Raspberry Pi Ceph Cluster

A Raspberry Pi Ceph Cluster using 2TB USB drives.

Similar projects worth following
I needed an easily expandable storage solution for warehousing my ever growing hoard of data. I decided to go with Ceph since it's open source and I had slight experience from work. The most important benefit is that I can continuously expand the storage capacity as needed simply by adding more nodes and drives.

Current Hardware:

  • 1x RPi 4 w/ 2GB RAM
    • management machine
    • influxdb, apcupsd, apt-cacher
  • 3x RPi 4 w/ 4GB RAM
    • 1x ceph mon/mgr/mds per RPi
  • 18x RPi 4 w/ 8GB RAM
    • 2 ceph osds per RPi
    • 2x Seagate 2TB USB 3.0 HDD per RPi

Current Total Raw Capacity: 65 TiB

The RPi's are all housed in a nine drawer cabinet with rear exhaust fans.  Each drawer has an independent 5V 10A power supply.  There is a 48-port network switch in the rear of the cabinet to provide the necessary network fabric.

The HDDs are double-stacked five wide to fit 10 HDDs in each drawer along with five RPi 4's.  A 2" x 7" x 1/8" aluminum bar is sandwiched between the drives for heat dissipation.  Each drawer has a custom 5-port USB power fanout board to power the RPi's.  The RPi's have the USB PMIC bypassed with a jumper wire to power the HDDs since the 1.2A current limit is insufficient to spin up both drives.

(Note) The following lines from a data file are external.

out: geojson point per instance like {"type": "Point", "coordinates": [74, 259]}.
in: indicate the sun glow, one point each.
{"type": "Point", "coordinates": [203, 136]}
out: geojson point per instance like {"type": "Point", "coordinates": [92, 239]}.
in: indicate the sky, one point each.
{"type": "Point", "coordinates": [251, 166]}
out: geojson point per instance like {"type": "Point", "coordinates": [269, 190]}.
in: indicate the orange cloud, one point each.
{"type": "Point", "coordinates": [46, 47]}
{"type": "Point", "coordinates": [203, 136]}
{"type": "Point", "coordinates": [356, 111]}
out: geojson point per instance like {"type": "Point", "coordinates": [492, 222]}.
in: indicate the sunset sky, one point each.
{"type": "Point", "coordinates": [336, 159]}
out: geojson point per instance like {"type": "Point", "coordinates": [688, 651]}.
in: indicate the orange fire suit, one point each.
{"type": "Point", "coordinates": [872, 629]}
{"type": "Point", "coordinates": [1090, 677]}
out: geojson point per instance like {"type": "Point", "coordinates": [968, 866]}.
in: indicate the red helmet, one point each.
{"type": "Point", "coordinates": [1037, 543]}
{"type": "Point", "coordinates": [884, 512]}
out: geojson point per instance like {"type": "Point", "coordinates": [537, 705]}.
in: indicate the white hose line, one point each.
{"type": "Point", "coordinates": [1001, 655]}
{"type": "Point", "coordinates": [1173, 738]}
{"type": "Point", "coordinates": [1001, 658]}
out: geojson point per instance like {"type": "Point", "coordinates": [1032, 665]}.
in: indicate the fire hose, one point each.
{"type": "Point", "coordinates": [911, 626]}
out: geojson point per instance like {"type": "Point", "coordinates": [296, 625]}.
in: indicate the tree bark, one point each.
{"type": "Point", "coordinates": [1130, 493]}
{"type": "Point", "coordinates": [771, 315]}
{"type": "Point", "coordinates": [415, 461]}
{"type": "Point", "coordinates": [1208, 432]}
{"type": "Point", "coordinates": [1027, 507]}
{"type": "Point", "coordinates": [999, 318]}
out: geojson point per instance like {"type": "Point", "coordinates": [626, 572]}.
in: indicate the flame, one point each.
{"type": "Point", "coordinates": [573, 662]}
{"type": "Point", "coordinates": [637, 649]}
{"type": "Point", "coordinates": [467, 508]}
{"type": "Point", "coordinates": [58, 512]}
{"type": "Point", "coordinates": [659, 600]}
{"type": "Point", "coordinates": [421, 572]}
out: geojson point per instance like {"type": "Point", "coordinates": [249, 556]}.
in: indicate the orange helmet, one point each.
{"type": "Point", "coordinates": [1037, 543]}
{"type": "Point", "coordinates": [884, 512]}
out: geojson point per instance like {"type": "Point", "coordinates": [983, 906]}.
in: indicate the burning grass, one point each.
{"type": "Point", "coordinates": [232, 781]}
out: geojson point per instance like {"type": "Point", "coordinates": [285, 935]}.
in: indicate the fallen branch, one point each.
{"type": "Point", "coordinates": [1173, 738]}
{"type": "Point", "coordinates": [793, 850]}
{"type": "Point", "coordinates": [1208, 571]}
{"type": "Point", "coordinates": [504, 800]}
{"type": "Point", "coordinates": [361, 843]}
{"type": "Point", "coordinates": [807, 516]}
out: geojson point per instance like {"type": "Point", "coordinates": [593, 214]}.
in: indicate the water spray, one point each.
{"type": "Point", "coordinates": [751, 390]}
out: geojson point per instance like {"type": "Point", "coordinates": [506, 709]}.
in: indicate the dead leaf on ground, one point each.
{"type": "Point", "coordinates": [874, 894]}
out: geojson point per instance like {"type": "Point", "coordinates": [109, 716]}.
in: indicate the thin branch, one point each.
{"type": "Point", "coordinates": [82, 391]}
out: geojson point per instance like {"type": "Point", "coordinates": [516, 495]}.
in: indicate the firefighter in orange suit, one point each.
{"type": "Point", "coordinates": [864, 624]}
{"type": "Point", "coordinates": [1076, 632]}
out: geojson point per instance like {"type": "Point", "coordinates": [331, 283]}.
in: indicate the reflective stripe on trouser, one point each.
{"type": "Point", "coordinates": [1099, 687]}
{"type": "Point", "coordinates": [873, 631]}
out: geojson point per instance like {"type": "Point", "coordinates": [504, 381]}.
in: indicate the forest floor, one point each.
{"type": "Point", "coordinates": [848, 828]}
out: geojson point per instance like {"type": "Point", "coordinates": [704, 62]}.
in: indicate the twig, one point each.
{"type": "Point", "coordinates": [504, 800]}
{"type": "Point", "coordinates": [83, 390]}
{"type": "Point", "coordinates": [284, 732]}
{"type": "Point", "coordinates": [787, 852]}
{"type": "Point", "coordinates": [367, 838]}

  • 1 × Raspberry Pi 4 w/ 2GB RAM
  • 3 × Raspberry Pi 4 w/ 4GB RAM
  • 18 × Raspberry Pi 4 w/ 8GB RAM
  • 22 × MB-MJ64GA/AM Samsung PRO Endurance 64GB 100MB/s (U1) MicroSDXC Memory Card with Adapter
  • 22 × USB C Cable (1 ft) USB Type C Cable Braided Fast Charge Cord

View all 11 components

  • Instability Followup and Resolution

    Robert Rouquette03/30/2022 at 15:36 0 comments

    The OSD instability I encountered after the kernel update persisted though with less frequency.  I've finally determined that cause is a confluence of small issues that amplify each other:

    • Power Supply Aging - The 5V 10A supplies have lost a small amount of their output headroom with age.
    • CPU Governor Changes - The ondemand CPU governor is no longer as aggressive at reducing the CPU frequency
    • CPU Aging - The CPU and PCIe controller appear to have become more prone to core undervoltage.

    I've remediated the instability by underclocking the CPU.  Underclocking was insufficient on its own, so I've also applied slight overvoltage as well.  The OSD RPi's have been holding steady after applying both changes.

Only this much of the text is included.